Docker and Microservices — Why do they make us better computer science engineers? — Part 1

12 min readJul 15, 2016

Its 2016. And we cannot not say these two words. Docker, Docker, Docker! Microservices, Microservices, Microservice!

There, I said it. My due for the year is finally officially over.

Now let’s talk more about the buzz. Docker and Microservices, they both have suddenly taken the industry by storm, and every other conference or meetup has a number of talks sincerely dedicated to these two topics. Wonder why is that? Because they are really important, they are the next deal. Well, you can survive without those two for sure for whatever number of years you want to survive and still create history, a dent even. But having Docker and Microservices by your side, its like having Optimus Prime with the Transformers and IronMan with the rest of the Avengers by your side and you will be so powerful and strong that problems will remain at bay.

Well, however superhero wannabe that sounds like, its true but also it continues to remain true until it doesn’t. And that is what we will discuss in some detail here.

Docker and Microservices are great but it also comes with their unique set of requirements, dedication, hard work and sometimes tearing-your-hairs-apart situation too. We will try to go in and out of both of them today. And try to see, why do they make us better computer science engineers?

Docker and Containers

Good news fellows, specially the ops engineers, your sorry days are going to get better if not the best. Docker tries to ensure that.

Before we start talking about Docker, let’s talk about containers in general. Containers? Hmmmm…Let’s come back to it later. Before containers, let’s discuss about Virtual Machines (good old VMs). What do we know about them?

Well, both Containers and VMs are similar in their goals, they isolate applications and their dependencies into a self-contained unit that can run anywhere.

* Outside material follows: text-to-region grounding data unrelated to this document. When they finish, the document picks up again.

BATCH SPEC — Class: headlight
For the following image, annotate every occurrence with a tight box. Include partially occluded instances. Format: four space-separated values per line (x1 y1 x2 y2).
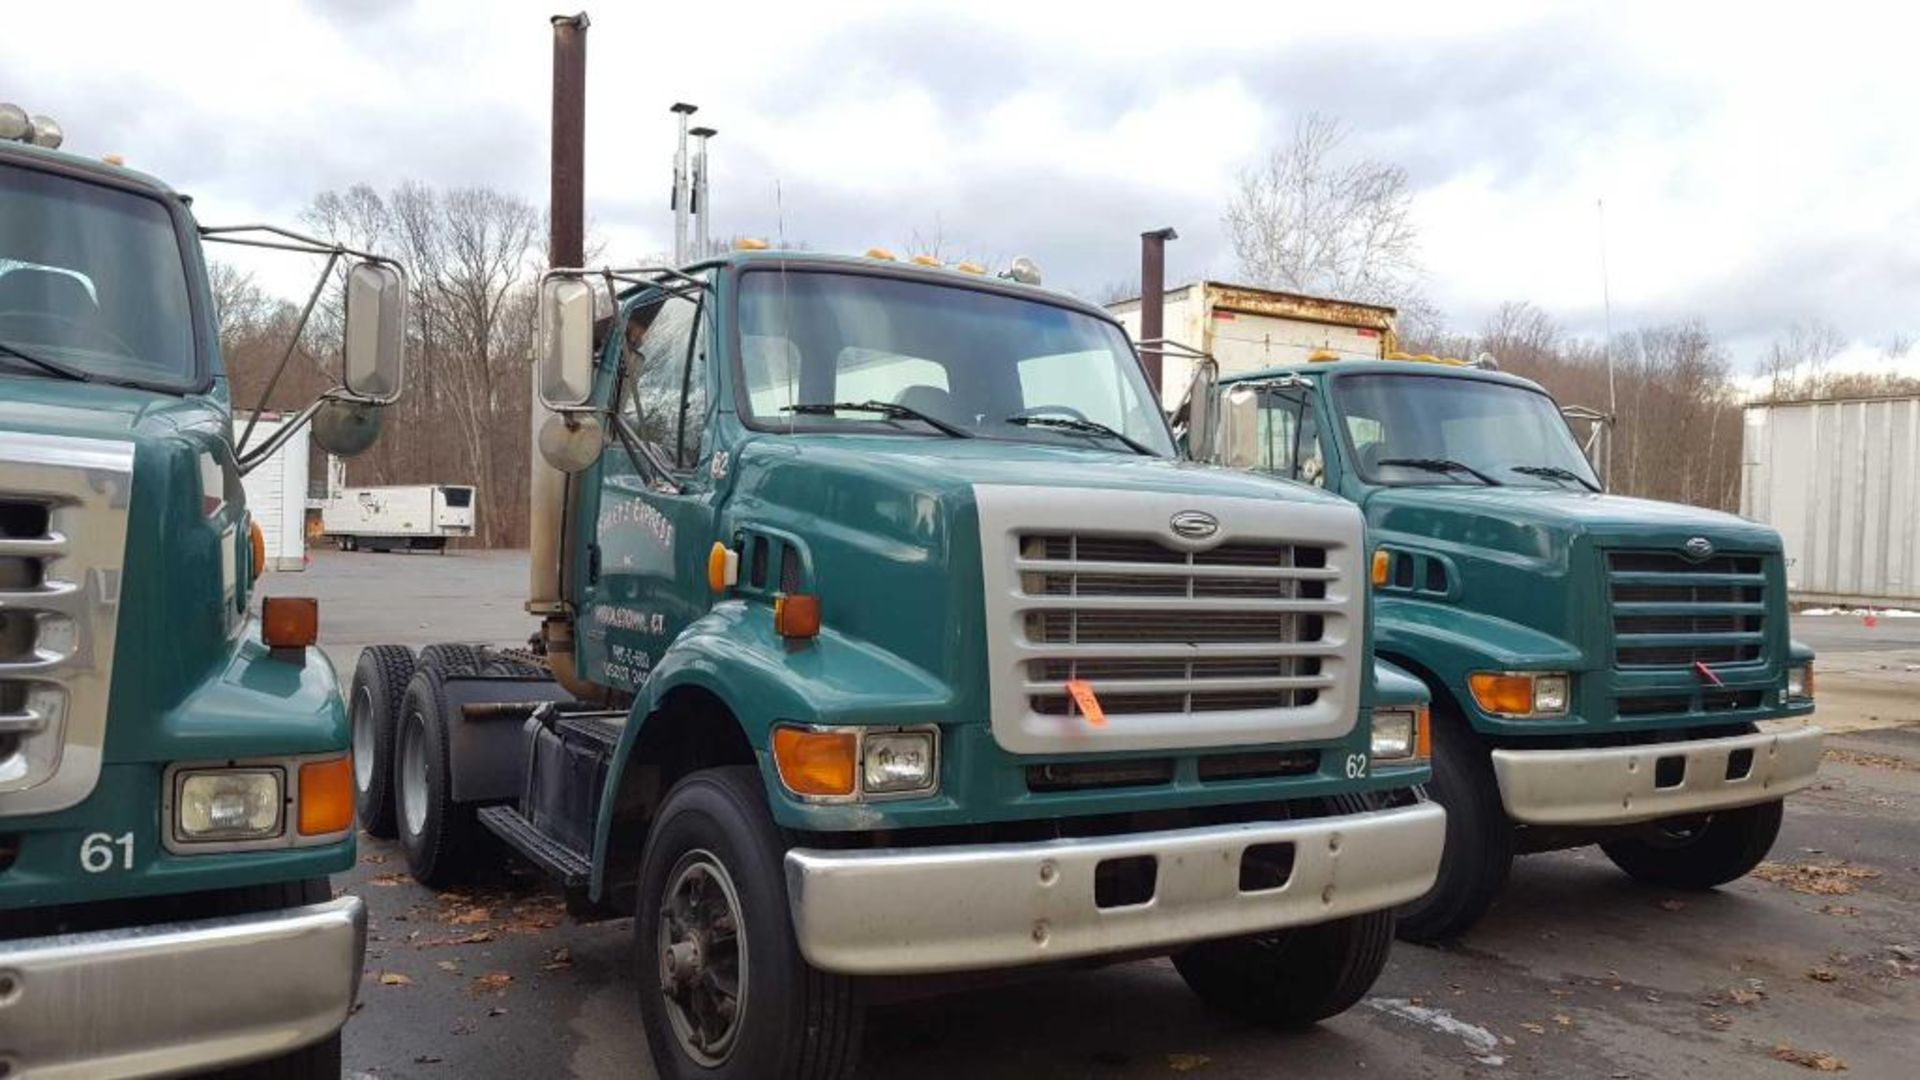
773 725 940 801
176 769 284 842
1370 707 1429 763
862 731 936 794
1469 671 1572 718
1786 663 1814 702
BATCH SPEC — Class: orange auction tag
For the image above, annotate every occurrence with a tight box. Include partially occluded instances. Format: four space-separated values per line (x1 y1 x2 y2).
1064 679 1107 727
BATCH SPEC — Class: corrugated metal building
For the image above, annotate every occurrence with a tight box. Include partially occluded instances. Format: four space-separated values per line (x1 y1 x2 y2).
1742 395 1920 605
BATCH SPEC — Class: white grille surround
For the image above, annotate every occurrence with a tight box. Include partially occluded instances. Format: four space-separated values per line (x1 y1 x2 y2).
974 484 1364 755
0 431 134 816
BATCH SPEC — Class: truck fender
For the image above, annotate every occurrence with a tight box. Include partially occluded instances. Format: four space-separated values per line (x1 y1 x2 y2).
1374 595 1582 713
589 598 950 899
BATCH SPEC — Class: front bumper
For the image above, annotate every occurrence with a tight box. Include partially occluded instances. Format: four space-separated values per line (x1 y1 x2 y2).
0 896 366 1079
783 801 1446 975
1490 725 1824 826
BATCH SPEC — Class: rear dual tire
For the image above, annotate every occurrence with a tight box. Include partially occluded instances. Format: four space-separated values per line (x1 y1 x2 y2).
397 667 487 888
350 645 416 838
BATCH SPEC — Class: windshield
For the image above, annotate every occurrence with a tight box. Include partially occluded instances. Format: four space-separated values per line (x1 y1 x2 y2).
1331 373 1600 489
0 161 198 390
736 269 1176 456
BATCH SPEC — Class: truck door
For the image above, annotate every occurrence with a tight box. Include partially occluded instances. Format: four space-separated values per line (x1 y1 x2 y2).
576 276 719 694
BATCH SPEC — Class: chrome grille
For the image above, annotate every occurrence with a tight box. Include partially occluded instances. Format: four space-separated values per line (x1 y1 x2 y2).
1607 550 1768 669
1016 532 1338 718
0 432 133 815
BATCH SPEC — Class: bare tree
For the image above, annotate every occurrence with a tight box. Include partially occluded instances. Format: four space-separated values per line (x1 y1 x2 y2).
1762 319 1846 400
1225 113 1427 311
206 261 271 352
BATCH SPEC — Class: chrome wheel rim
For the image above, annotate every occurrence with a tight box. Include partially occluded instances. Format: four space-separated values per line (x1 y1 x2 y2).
657 849 748 1066
351 684 375 792
399 710 429 837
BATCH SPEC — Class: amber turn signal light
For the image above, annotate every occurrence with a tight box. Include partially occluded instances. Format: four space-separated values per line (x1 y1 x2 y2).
248 519 267 584
297 756 355 835
1371 550 1390 587
1415 705 1433 759
772 726 856 797
1468 673 1533 715
262 596 319 649
774 593 821 639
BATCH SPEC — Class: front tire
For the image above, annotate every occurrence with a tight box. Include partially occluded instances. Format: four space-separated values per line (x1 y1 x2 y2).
396 668 483 889
1601 798 1784 889
636 766 863 1080
1395 705 1513 943
1172 795 1395 1028
350 645 415 838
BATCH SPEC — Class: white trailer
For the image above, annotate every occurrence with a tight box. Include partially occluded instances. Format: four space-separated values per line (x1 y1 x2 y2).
1108 281 1398 407
1742 395 1920 605
236 411 310 571
322 483 477 552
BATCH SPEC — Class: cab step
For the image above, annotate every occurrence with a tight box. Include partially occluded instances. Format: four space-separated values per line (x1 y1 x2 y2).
477 805 592 888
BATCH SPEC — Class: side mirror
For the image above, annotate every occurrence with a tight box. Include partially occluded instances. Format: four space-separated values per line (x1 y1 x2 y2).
1217 386 1263 469
1182 358 1219 461
342 261 405 403
310 398 383 458
537 277 597 408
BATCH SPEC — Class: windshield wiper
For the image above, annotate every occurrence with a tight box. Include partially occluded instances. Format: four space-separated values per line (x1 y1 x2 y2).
1513 464 1601 493
0 339 92 384
782 400 973 438
1378 457 1502 486
1005 414 1155 456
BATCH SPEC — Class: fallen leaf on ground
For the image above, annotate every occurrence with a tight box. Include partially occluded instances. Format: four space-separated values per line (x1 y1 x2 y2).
1728 988 1764 1005
1553 1013 1574 1028
362 853 389 864
1167 1053 1210 1072
367 873 408 887
446 907 492 926
435 960 461 973
1823 748 1915 772
1521 1022 1546 1035
378 972 413 987
1705 1013 1733 1030
1770 1044 1848 1071
1657 898 1688 911
1752 861 1882 896
1819 905 1860 918
470 971 514 997
1806 968 1837 982
544 947 573 971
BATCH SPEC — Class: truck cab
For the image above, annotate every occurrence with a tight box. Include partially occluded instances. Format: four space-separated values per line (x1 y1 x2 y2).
1201 355 1820 940
0 117 403 1077
357 251 1445 1080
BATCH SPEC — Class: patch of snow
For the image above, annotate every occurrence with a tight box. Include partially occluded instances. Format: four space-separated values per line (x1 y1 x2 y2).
1366 996 1505 1066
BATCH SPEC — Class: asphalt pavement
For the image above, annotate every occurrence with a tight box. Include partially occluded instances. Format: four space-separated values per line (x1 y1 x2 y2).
268 550 1920 1079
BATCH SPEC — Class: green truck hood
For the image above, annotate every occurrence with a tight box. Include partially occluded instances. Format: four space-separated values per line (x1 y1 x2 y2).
1367 486 1782 561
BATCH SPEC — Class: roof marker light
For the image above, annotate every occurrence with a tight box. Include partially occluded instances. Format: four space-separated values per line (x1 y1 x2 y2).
865 247 896 261
910 254 941 268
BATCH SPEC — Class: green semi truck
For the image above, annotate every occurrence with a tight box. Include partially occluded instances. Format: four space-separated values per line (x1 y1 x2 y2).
0 112 404 1077
1176 335 1820 941
349 249 1448 1079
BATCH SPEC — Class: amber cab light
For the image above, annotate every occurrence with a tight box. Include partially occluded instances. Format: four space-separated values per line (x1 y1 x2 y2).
774 593 822 639
297 756 355 835
262 596 319 649
772 726 857 797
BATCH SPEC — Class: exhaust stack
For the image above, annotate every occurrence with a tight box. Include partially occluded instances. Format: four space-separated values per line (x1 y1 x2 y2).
1138 227 1177 395
530 14 586 619
690 125 716 259
670 103 697 264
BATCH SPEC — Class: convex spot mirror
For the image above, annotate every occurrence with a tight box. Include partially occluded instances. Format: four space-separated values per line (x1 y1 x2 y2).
342 261 405 403
537 412 607 474
537 277 597 409
311 398 383 458
1217 386 1263 469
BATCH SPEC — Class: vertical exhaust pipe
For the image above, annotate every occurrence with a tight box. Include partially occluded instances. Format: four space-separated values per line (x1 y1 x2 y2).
690 125 716 259
1139 227 1177 396
534 12 603 700
670 103 697 264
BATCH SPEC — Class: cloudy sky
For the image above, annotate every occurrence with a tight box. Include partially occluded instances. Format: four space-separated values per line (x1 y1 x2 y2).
7 0 1915 374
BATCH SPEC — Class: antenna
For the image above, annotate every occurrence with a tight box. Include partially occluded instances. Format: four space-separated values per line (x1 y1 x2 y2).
1597 197 1616 488
775 179 785 247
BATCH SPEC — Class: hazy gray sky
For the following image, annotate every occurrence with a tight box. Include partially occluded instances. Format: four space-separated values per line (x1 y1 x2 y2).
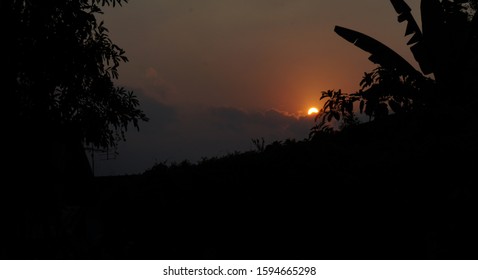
94 0 422 176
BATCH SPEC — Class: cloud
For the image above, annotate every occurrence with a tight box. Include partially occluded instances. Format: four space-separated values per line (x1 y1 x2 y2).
142 66 176 102
93 98 316 176
206 106 314 141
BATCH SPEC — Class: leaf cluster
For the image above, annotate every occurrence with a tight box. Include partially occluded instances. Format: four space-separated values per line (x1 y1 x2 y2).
312 67 435 135
311 89 359 134
357 67 434 118
6 0 147 149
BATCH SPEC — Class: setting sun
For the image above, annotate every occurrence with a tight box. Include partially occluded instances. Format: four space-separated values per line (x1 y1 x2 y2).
308 107 319 115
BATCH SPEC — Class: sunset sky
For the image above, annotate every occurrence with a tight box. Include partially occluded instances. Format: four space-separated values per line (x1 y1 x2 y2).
94 0 422 176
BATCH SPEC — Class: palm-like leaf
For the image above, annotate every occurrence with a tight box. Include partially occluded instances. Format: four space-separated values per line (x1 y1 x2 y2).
334 26 421 78
391 0 434 74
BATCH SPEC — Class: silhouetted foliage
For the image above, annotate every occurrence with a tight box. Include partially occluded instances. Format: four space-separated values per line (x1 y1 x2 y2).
311 89 359 133
357 67 434 117
251 137 266 152
415 0 478 95
2 1 148 256
314 0 477 133
312 68 435 134
4 0 147 150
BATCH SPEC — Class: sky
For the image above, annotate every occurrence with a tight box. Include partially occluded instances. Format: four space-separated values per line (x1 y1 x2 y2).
93 0 422 176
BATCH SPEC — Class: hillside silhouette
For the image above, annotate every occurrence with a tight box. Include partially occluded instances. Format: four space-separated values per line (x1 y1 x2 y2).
4 106 477 259
95 106 478 259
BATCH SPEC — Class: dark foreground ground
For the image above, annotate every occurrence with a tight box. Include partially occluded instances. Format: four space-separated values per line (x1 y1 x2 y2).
2 110 478 259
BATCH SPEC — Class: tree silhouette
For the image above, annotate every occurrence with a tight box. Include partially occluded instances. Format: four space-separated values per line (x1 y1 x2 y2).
314 0 477 131
393 0 477 97
4 0 147 179
337 0 477 89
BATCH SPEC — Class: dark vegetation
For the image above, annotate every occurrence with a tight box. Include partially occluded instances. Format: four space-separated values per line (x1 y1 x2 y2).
2 0 478 259
4 0 147 183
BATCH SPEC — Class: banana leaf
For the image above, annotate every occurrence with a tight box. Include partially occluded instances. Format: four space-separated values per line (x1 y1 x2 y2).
390 0 412 14
334 25 421 78
390 0 433 74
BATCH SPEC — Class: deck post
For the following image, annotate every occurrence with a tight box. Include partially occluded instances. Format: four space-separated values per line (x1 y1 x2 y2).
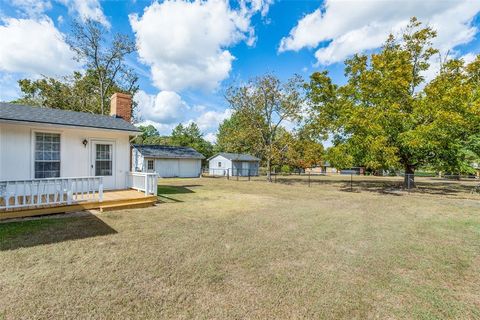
98 178 104 202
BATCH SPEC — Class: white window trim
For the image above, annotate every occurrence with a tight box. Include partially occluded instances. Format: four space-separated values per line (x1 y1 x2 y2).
147 159 155 171
30 129 63 179
89 139 117 187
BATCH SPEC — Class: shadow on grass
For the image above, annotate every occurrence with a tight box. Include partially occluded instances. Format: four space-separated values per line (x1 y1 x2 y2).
156 185 199 203
272 176 476 197
0 213 117 251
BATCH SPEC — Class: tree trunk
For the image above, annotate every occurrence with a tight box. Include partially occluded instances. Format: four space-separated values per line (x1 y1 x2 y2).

VMs are machine based virtualization technology, it emulates a real machine, hence the name “virtual machine”. VMs run on top of a physical machine using a “hypervisor”. A hypervisor, in turn, runs on either a host machine or on “bare-metal”. VMs which allow you to run many full fledge Operating Systems where you can run your applications, install software and do whatever you want exactly like you do on your present OS. The “hypervisor” running either on a “host-machine” or on “bare-metal” which provides the VMs which run on top of the hypervisors access to host-machine’s or bare-metals’ system resources like CPU, RAM, Storage etc.

You can run multiple VMs having different OSs and applications running on the VMs all that on a single host. The resources of the host thus get distributed among the VMs. So if one VM is running a more resource heavy application, you might allocate more resources to that one than the other VMs running on the same host machine. The catch is, its not a real machine, its a virtual machine. It means, VMs let the applications and processes running inside it, feel that they are running in an isolated system which has full access to the CPUs, the RAMs, the Storage as if the VM is the only machine. But the magic is, multiple VMs can run on a single host using bare metal hypervisors or host machine based hypervisors.

So now you got full control of your applications isolated in different VMs and each of them acts as standalone. Well, it sounds nice until it doesn’t. The cost of creating, provisioning, configuring multiple VMs in any environment be it development, staging, testing or production is high and painful and also alarmingly slow.

History of Containers

Here comes the concept of “Containers”. There has been gradual development in technologies which later came to be called as containers. Initially it started with FreeBSD’s jail functionality where a system could be partitioned into different smaller and controlled systems called jails. Jails used another Linux functionality called chroot which helped to give the process running in the jail its own isolated root directory and thus can access anything and everything inside this controlled and isolated directory in and below it. Every jail process had their own root directory which were isolated but these chrooted jails were not much secure and didn’t always remain isolated.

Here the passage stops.